Empirical uncertainties for the abundances are derived from the scatter in abundances from stars in the sample that happen to be observed in two or more different fields and hence independently analyzed more than once by ASPCAP. These uncertainties are parameterized as a function of Teff, [M/H], and S/N, with separate relations for giants and dwarfs. These are included in the X_H_ERR and X_M_ERR arrays, as well as in the named tags, C_FE_ERR, N_FE_ERR, MG_FE_ERR, etc. Our current methodology does not naturally provide upper limits for non-detected lines.

## APOGEE Abundance Scale

The abundance scale of DR16, i.e., which solar abundances are used in the normalization of the supplied abundance ratios, is difficult to detangle, but we are likely to be close to the scale of Grevesse et al. (2007) in most elements. The relevant steps in making this a hard question are described below:

• When constructing the linelist for the analysis, we adjust the atomic data to fit a spectrum of the sun with the Grevesse et al. (2007) abundances and the parameters Teff=5777 K, log g=4.44, [Fe/H]=0.00, vmicro=1.10 km/s. However, we simultaneously adjust the atomic data to also fit a spectrum of Arcturus with the parameters Teff=4286 K, log g=1.66, [Fe/H]=-0.52, vmicro=1.74 km/s, and abundances from the literature, mainly from Ramirez & Allende Prieto (2011). Molecular data is not adjusted. More information about this fitting-procedure can be found in Smith et al. (2019).
• We use the abundances of Grevesse et al. (2007) when calculating the stellar atmospheres used in the analysis.
• We use the abundance scale of Grevesse et al. (2007) when calculating the synthetic stellar spectra for the spectral grids.
• The supplied calibrated abundances have been zero-pointed so that solar-metallicity stars in the solar neighborhood have [X/M]=0. We do not calibrate directly to the Sun because it is not typical of the stars in the APOGEE sample. C and N abundances have not been calibrated for giants since those abundances are expected to be affected by the star’s evolution and not follow Galactic chemical evolution.

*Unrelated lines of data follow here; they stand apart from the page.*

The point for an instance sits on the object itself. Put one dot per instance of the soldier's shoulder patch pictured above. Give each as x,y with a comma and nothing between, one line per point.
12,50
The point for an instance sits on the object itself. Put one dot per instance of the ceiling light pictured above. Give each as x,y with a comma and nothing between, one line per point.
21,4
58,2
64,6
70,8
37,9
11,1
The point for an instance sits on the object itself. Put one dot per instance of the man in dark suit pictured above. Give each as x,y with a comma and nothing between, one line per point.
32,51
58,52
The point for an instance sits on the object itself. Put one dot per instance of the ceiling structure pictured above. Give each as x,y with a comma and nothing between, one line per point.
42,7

This means that the uncalibrated abundances derived for giants from molecular lines -- C, N, O (not C I) -- are not adjusted in any way and, given the molecular data do not have systematic uncertainties, those abundances should be on the Grevesse et al. (2007) scale.

Regarding the uncalibrated abundances derived from atomic lines, the abundance scale varies from element to element. Those elements with strong features in the Sun do not depend much on the fitting of the Arcturus spectrum/abundances when adjusting the atomic data. If these same features happen to have a high weight in the ASPCAP analysis, the abundance scale should be close to that of Grevesse et al. (2007). For elements whose determination relies more on lines whose data was more adjusted using the Arcturus spectrum, the absolute abundance scale is unknown. This sliding scale between the elements is the main reason for providing calibrated stellar abundances.

For the calibrated abundances, C and N in giants (not C I) are still unaltered and should -- if we assume that the molecular data used does not have any systematics -- be on the Grevesse et al. (2007)-scale. For all other abundances, the idea is that they should be on a “true” bracket-scale in the spectroscopic sense, where abundances are presented in a ratio to our own, undetermined, unspecified solar abundance.

Information about potential issues with the ASPCAP parameters is stored as a set of bitmasks. The ASPCAPFLAG bitmask is used to flag potential issues with the star and/or with specific parameters for that star. In addition, there is a separate bitmask for each element that flags possible conditions for that element. In the allStar file, these element bitmasks are stored in a ELEMFLAG bitmask array. Users need to be sure to consult the bitmasks and employ the derived elements accordingly. For stellar parameters, there is an additional PARAMFLAG that should be consulted as described in Using APOGEE stellar parameters.